Soal drum berisi lumpur bercampur minyak dan air, Whisnu mengatakan pihaknya menyerahkan ke pihak terkait dalam hal ini Pertamina. "Kalau itu dibuang nanti jadi polusi. Soalnya itu minyak mentah," katanya.
Sejauh ini, lanjut dia, pihaknya menduga memang Surabaya khususnya di kawasan Kutisar dahulunya merupakan bekas tambang minyak. Sehingga bisa jadi adanya semburan lumpur tersebut muncul karena itu. "Tapi sekarang tidak ada tambang minyak lagi di Surabaya.

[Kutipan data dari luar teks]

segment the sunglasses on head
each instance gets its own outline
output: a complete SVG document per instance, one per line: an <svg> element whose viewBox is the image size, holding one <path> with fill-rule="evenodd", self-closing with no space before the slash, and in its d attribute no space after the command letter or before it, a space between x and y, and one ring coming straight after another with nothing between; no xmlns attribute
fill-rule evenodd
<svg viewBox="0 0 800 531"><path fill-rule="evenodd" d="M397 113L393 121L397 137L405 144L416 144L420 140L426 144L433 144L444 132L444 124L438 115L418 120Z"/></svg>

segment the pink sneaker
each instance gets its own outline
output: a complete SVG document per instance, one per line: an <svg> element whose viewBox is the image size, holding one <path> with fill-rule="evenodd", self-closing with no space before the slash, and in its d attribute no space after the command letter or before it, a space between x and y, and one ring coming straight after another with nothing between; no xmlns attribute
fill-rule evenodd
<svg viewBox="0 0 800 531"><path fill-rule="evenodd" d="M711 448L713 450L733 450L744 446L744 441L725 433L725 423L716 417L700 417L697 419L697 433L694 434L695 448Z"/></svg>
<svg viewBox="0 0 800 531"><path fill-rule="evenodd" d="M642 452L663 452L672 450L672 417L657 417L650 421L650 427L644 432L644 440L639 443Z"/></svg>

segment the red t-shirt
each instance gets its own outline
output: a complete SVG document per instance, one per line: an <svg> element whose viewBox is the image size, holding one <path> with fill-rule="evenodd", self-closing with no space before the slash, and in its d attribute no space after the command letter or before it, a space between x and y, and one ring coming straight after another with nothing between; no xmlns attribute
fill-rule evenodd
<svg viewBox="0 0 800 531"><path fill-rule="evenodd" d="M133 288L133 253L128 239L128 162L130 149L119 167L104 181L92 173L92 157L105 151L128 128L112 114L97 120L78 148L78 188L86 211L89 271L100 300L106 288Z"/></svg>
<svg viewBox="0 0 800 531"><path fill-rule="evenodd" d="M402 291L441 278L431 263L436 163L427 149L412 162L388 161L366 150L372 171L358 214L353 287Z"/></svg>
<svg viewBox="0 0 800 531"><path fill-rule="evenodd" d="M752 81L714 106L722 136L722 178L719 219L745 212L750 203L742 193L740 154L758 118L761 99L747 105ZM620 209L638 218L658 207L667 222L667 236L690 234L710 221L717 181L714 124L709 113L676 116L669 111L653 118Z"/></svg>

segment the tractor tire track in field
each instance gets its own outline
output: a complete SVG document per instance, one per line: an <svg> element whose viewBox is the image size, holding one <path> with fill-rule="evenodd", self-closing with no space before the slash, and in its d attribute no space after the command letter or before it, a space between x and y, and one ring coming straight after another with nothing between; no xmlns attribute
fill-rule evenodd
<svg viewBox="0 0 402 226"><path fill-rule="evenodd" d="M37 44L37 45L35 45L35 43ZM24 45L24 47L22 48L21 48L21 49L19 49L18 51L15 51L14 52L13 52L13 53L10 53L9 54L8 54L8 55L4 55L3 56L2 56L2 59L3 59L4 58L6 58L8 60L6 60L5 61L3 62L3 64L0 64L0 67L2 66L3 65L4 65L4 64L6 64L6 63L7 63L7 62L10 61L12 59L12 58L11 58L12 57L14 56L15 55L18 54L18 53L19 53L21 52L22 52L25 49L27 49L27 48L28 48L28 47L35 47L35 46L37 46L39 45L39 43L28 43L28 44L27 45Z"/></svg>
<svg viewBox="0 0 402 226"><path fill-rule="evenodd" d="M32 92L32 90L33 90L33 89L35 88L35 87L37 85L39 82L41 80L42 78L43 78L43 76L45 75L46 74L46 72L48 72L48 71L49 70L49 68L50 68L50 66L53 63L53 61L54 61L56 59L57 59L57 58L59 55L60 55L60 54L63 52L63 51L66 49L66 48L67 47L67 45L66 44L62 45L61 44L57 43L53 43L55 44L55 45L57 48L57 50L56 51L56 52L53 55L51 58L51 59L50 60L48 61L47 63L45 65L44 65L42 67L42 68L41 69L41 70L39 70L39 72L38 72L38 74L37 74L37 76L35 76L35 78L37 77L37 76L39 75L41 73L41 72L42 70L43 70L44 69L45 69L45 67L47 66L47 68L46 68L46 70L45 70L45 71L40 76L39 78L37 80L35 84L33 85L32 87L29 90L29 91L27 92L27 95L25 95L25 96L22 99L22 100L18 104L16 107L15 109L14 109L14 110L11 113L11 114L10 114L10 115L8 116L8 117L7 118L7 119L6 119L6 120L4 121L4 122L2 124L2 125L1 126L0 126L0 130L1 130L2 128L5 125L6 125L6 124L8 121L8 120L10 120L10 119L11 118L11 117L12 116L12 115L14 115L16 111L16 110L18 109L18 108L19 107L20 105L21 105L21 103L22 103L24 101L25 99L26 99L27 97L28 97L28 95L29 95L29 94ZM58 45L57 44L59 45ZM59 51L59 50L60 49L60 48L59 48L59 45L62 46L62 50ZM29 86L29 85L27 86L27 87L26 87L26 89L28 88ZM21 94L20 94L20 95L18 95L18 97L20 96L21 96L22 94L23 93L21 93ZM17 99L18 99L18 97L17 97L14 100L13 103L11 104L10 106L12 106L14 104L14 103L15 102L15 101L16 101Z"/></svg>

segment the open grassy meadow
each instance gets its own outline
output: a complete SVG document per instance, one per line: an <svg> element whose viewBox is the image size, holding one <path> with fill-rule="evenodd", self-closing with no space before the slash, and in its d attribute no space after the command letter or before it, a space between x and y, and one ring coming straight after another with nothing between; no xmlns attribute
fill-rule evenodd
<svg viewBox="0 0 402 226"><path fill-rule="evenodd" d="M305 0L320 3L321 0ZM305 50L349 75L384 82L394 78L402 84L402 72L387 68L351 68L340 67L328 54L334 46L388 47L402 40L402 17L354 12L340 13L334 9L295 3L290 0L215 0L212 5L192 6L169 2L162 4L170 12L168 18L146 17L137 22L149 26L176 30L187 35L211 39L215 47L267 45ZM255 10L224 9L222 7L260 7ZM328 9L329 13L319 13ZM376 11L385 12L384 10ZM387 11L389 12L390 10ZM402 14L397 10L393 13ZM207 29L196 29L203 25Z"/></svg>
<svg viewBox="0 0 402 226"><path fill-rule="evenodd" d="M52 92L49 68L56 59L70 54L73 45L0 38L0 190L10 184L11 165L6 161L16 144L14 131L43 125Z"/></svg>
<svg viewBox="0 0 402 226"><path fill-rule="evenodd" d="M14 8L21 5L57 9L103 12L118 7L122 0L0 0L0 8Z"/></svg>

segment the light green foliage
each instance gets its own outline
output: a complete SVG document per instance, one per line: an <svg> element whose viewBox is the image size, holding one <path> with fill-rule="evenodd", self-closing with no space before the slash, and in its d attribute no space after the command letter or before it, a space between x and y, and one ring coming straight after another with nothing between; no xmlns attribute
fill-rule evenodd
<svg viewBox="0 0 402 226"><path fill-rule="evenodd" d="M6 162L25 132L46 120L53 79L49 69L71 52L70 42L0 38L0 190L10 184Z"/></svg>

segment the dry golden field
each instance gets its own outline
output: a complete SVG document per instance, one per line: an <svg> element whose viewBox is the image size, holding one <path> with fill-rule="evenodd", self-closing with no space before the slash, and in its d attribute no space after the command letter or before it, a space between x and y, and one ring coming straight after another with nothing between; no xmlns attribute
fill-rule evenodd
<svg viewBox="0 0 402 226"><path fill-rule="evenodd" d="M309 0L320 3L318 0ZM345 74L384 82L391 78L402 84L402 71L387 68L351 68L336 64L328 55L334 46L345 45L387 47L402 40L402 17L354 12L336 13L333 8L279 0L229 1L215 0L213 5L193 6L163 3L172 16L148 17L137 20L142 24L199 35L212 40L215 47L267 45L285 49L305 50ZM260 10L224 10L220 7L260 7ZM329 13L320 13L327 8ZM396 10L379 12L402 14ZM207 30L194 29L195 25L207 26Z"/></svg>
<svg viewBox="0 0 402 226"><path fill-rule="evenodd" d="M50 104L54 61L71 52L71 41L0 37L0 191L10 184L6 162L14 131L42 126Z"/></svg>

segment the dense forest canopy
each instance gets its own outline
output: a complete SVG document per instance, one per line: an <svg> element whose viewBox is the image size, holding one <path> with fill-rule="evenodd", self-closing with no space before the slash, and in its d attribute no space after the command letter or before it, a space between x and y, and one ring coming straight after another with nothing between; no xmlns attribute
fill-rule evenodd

Itu muncul munkin karena kondisi panas, kemarau dan sebagainya," katanya.
Saat ditanya apakah dalam sepekan perlu relokasi warga, Whisnu mengatakan tidak perlu warga direlokasi. "Tidak sampai rekolasi, itu jelas-jelas minyak," katanya.
Kepala Dinas Lingkungan Hidup (DLH) Kota Surabaya Eko Agus Supiadi sebelumnya mengatakan petugas DLH telah mengecek semburan lumpur di Perumahan Kutisari Indah Utara III Nomor 19 itu, yang kemudian dinilai bisa masuk dalam kategori berbahaya karena kualitas udara di sekitar lokasi kejadian ada peningkatan, atau tepatnya ada peningkatan suhu udara. "SO2 (Sulfur Dioksida)-nya di atas rata-rata, melebihi batas mutu," ujarnya.
Eko pun menyebut bahwa batas normal SO2 adalah 900 mikrogram per meter kubik. Sementara, dari pengukuran yang dilakukan di lokasi semburan dengan alat gas monitoring kit, kadar SO2-nya mencapai 1.396,36. Hasil pengecekan sementara juga mengandung belerang.
Selain SO2, DLH juga mengukur Nitrogen Oksida (NO), ozon permukaan (O3), dan Karbon Monoksida (CO). Hasilnya, NO hasilnya 0,0 mikrogram per meter kubik, O3 hasilnya 67,86, serta CO-nya 2.165,1. Sementara temperatur tercatat 27,9 derajat. Mengenai tindakan selanjutnya, Eko mengatakan DLH Surabaya akan terus berkomunikasi dengan tim dari Energi Sumber Daya Manusia (ESDM) Provinsi Jatim.